Harrison agrees: “I would hope that there is a commitment to level up and an opportunity to review the metrics they use.”
How high-priority is housing?
Much depends on whether the government sees housing as a priority, says Douglas, who is now group chief executive of housing and regeneration consultancy Aquila.
The government’s focus so far appears to have been on infrastructure projects, like roads and railways, which may prompt concerns that housing spending could be sidelined.
The political problem is that projects such as the showpiece Northern Powerhouse Rail scheme take longer than a single term of parliament to show results, says Lloyd.
“Transport infrastructure will take many decades to show an effect but housing, and more broadly placemaking, is something that can make a difference sooner.”
The case for housing investment will though have to be made within an economic development context, says Douglas: “The only way for housing to get traction will be to frame it as an economic issue.”
The Queen’s speech unveiled a new Single Housing Infrastructure Fund, which earmarks £10bn for facilities like roads and surgeries that are required to support the delivery of new homes.
For how this could work, Douglas points to the Housing Zones introduced during Johnson’s time as London mayor, where homes investment paid for infrastructure and social facilities such as schools, with the aim of stimulating private sector development.
This approach could tie in with greater devolution, new thinking on which is due to be fleshed out in a new white paper that was flagged up in the background briefing to the Queen’s Speech.
Henri Murison, director of the Northern Powerhouse Partnership, expects to see new devolution deals, like that already in place for Greater Manchester, laid out in Cumbria, Cheshire and even West Yorkshire, where the process stalled years ago due to infighting between the city-region’s local authorities.
There is no reason why housing funding should not be devolved to these areas, given that the precedent to do so has already been set in Greater Manchester’s pathfinding devolution deal, he says.
Large chunks of central government spending should be devolved so that areas such as the Leeds city region can make decisions about what is best for stimulating development.

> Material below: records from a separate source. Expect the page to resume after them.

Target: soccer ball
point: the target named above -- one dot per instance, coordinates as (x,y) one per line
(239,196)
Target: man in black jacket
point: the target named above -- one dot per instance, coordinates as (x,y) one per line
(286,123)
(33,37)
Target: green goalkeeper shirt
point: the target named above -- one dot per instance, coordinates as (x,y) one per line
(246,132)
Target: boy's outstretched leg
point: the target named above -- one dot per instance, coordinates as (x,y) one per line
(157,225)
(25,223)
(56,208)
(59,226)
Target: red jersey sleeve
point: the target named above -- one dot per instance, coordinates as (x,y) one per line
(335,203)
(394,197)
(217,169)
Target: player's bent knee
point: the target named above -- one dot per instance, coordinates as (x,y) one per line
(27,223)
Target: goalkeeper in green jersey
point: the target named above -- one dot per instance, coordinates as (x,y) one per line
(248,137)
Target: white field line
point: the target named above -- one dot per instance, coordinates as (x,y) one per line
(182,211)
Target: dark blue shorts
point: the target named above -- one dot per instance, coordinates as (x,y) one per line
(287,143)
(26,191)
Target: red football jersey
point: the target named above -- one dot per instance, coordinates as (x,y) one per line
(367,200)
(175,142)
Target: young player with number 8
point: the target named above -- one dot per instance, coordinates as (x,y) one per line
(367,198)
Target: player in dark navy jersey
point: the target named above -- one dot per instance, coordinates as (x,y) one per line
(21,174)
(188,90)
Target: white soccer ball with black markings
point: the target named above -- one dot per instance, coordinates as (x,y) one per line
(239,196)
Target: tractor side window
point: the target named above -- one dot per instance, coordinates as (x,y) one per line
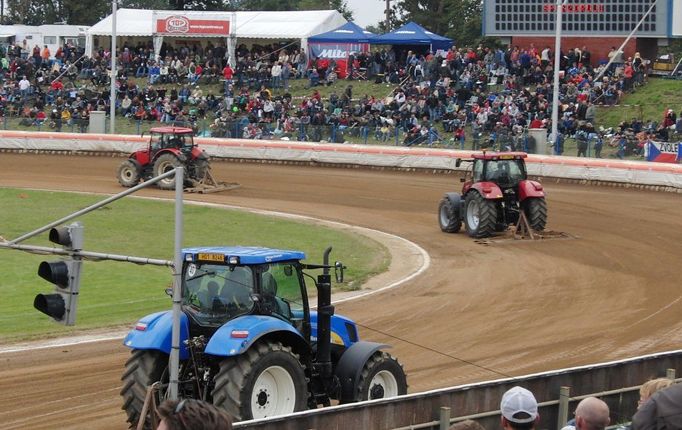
(281,290)
(478,171)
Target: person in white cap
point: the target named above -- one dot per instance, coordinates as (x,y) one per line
(519,409)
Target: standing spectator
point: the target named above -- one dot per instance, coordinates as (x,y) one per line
(662,411)
(190,414)
(590,414)
(519,409)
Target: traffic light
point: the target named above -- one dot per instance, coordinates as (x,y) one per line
(64,274)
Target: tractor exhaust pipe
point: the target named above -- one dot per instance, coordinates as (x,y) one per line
(325,310)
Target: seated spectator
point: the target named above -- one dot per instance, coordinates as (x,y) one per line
(663,410)
(192,414)
(590,414)
(519,409)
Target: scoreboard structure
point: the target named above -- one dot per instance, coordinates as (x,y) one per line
(533,21)
(594,17)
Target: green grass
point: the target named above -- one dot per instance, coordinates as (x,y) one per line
(115,293)
(646,103)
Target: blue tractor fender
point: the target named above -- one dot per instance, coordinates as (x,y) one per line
(236,336)
(154,332)
(343,330)
(349,367)
(456,202)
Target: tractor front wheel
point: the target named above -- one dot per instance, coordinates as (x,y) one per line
(448,218)
(143,368)
(382,377)
(536,212)
(129,173)
(481,215)
(265,381)
(165,163)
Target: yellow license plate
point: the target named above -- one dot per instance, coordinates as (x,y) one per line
(211,257)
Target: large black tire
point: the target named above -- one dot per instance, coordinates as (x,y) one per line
(265,381)
(143,368)
(163,164)
(536,212)
(129,173)
(381,377)
(480,215)
(448,218)
(201,166)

Laying on a tram line rather than pumping money into remediating a contaminated brownfield site, for example, could raise land values, which in turn would make it worthwhile for developers to carry out the clean-up work themselves, Murison says. “Government shouldn’t really mind whether money is being spent on housing or transport,” he adds.
“In the long term, housing needs to be integrated with wider economic development, so combined authorities should be able to spend their funding a lot more flexibly.”
Those involved in housing should not be afraid of such a shift, with the condition that money is only devolved to areas willing to produce a spatial framework that will provide a city-regional context for investment, he says.
And new housing in towns and cities, around the mooted new Northern Powerhouse Rail stations such as Bradford and Goldthorpe, will be needed in order to help justify investment in the project.
“This stops housing being a Cinderella that requires special treatment and it becomes a core part of economic placemaking,” says Murison.
However, many of the areas won by the Tories have been in long-term decline for generations. Reversing this, while tackling the housing crisis and the myriad other challenges that Brexit has yet to throw up, will require more than a big parliamentary majority.